I have some concatenated text data in a Pandas series which I want to split out into 3 columns.
The string in each "cell" within the Series is made up in 3 parts like this:
[pesticide_name][amount_detected_(mg/kg)][MRL]
I have explored using series.str.split(...
but I think that s.str.extract(...
followed by regex capture groups will be more effective. However, I am new to regex and this is proving to be a great challenge
The solution I am trying to work with is here.
Here's a sample of the series:
df['pesticide_residues_found_in_mg/kg_(mrl)'].head(20)

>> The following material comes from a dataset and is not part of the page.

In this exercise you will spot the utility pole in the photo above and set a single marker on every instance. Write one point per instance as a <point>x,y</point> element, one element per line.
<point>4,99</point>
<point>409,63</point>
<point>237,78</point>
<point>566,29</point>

# 0 Spirotetramat (partial sum) 0.03 (MRL = 2)
# 1 n/a
# 2 n/a
# 3 n/a
# 4 n/a
# 5 n/a
# 6 n/a
# 7 fluopyram 0.01 (MRL = 0.9)
# 8 fenpyrazamine 0.02 (MRL = 3)
# 9 fluopyram 0.05 (MRL = 0.9)
# 10 acetamiprid 0.03 (MRL = 0.2)
# 11 cyprodinil 0.04 (MRL = 1.5)
# 12 fludioxonil 0.02 (MRL = 0.4)
# 13 fenpyrazamine 0.07 (MRL = 3)
# 14 thiacloprid 0.02 (MRL = 0.7)
# 15 acetamiprid 0.04 (MRL = 0.2)
# 16 chlorothalonil 0.03 (MRL = 6)
# 17 cyprodinil 0.1 (MRL = 1.5)
# 18 fludioxonil 0.03 (MRL = 0.4)
# 19 pyrimethanil 0.09 (MRL = 1)
# Name: pesticide_residues_found_in_mg/kg_(mrl), dtype: object
The information I would like to extract out from this series is: 1) the pesticide name, which is the first word. 2) the amount detected, which is decimal or float, expressed to one or two decimal places. 3) the MRL, however I would like to only capture the number, not the parenthesis or "MRL = "
Notes: *Pesticide names: sometimes is sometimes a two-part word which is hyphenated, e.g. "lambda-cyhalothrin". *Pesticide names: sometimes this name is followed by extra information in parenthesis, such as "(sum)" or "(partial sum)". *Amounts detected: while the number is usually expressed to one or two decimal places, it is conceivable that the amount detected will be a whole number, e.g '4' or '20'.
Code I have tried:
df['pesticide_residues_found_in_mg/kg_(mrl)'].str.extract(r'(?P<mrl>\(MRL = \d.?\d+?\))')
# This works but captures "MRL = " but if I remove this, it tends to capture the amount detected instead, so "MRL = " identifies the correct number although it's junk I do not want.
df['pesticide_residues_found_in_mg/kg_(mrl)'].str.extract(r'(?P<mrl>\d+\.?\d+?)'
#This doesn't work and results in capturing the amount detected part of the string instead, and only to one decimal place too!
An attempt at a regex capture group for the amount detected might be: (?P\d+.?\d{1,2}?)
I have also attempted to use markers such as \b
, ^
and $
in order to mark word boundaries and the string's beginning and end, but couldn't seem to make this work either.
An example of the new series in my df I would like to achieve:
index - chem_name - amount_detected - mrl
0 - chlorothalonil - 0.03 - 0.1
1 - fenpyrazamine - 0.1 - 3
2 | ddt (sum) | 2.45 | 0